Keratinous Cyst, Intratarsal
Key Points
Intratarsal keratinous cysts arise from the meibomian glands of the tarsal plates
They do not arise from the dermis, and therefore are distinct from epidermoid cysts of the eyelid
80% are located in the upper eyelids without a history of trauma, inflammation, previous eyelid surgery, or preexisting lesions
The etiology of these cysts is unclear, but blockage of meibomian ducts appears to be responsible for their formation
They present as a yellow-white to skin-colored, smooth, well-circumscribed, noninflammatory lesion that can appear as a prominent bulge beneath the eyelid skin over the tarsus, or may only be detectable when the eyelid is everted
Treatment includes complete excision of the entire cyst, exposure of the capsule, amputation from the tarsus, and generous cautery at the base wall to prevent a recurrence
With inadequate excision or drainage, the recurrence rate is high, but with complete excision the prognosis is excellent
Intratarsal keratinous cysts (IKC) are a recently described entity that arises from the meibomian glands of the tarsal plates.1,2 After chalazion and sebaceous carcinoma, IKC is the third most common cause of primary tarsal swelling.1 This lesion has also been referred to in the literature as a tarsal keratinous cyst, intratarsal inclusion cyst, intratarsal epidermal inclusion cyst, meibomian gland ductal cyst, epidermal cyst, and epidermoid cyst.1,3,4,5,6,7,8 However, these lesions arise within the meibomian glands of the tarsal plates, not from the dermis, and therefore are distinct from epidermoid cysts of the eyelid.
The term “intratarsal keratinous cyst” was introduced by Jakobiec et al1 based on six cases and a review of cases previously described in the literature as intratarsal inclusion cyst.3 All of these cases were characterized by progressive growth of a mostly palpable cystic lesion on the eyelid fixed to the tarsus. Larger series were subsequently described by Kim et al9 who added 11 cases, and Zhang et al10 who reported 15 new cases lacking external signs on the eyelid skin. Among all of these cases, the incidence was equal between men and women, and only 7% of patients were younger than 20 years of age. To date, only 59 cases have been described, although, among 35 cases of all eyelid cysts, Suimon et al11 diagnosed IKC in 14%, so that the incidence may be higher than appears in the literature.
About 80% of IKCs are located in the upper eyelids, and typically there is no history of trauma, inflammation, previous eyelid surgery, or preexisting lesions. The mean age at presentation has been reported to be 45 to 68 years,1,9,10,11 and there is no gender predilection.

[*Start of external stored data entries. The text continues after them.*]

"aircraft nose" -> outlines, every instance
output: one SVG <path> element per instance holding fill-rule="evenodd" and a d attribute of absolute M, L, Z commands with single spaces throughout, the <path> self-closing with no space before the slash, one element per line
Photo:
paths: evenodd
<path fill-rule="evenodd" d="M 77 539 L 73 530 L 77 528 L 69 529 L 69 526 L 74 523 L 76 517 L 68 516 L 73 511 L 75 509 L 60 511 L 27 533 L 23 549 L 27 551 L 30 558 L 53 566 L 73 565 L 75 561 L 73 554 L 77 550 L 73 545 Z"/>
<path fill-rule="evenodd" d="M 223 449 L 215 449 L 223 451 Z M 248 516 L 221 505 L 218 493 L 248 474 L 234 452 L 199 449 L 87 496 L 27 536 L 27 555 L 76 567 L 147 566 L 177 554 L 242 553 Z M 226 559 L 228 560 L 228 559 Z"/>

Patients usually present with an eyelid lump that may have been present for several months to up to 5 years. Initial diagnosis is frequently missed, usually made as a more common lesion such as chalazion. Patients most commonly present with complaints of a foreign body sensation, but pain and epiphora are rare symptoms reported in only about 20% of cases.10
Etiology and Pathogenesis
The etiology of IKC and other eyelid cysts is not clear, but previously they were considered to result as a complication of previous eyelid surgery.12,13 However, attachment of the cysts to the tarsus as well as the histopathology and immunohistochemistry suggests that these lesions originate from the meibomian glands or their ducts. Meibomian gland ducts are lined with keratinizing stratified squamous epithelium without a granular layer and with an innermost cuticle layer,14,15 similar to the lining of IKC. Also, both IKC and meibomian ducts stain positive for epithelial membrane antigen (EMA) on immunohistochemistry. Blockage of these ducts appears to be responsible for the formation of IKCs.10 IKC is distinct from a chalazion, which is a chronic granulomatous inflammatory lesion of the meibomian gland or gland of Zeiz resulting from lipid breakdown products leaking into surrounding tissues.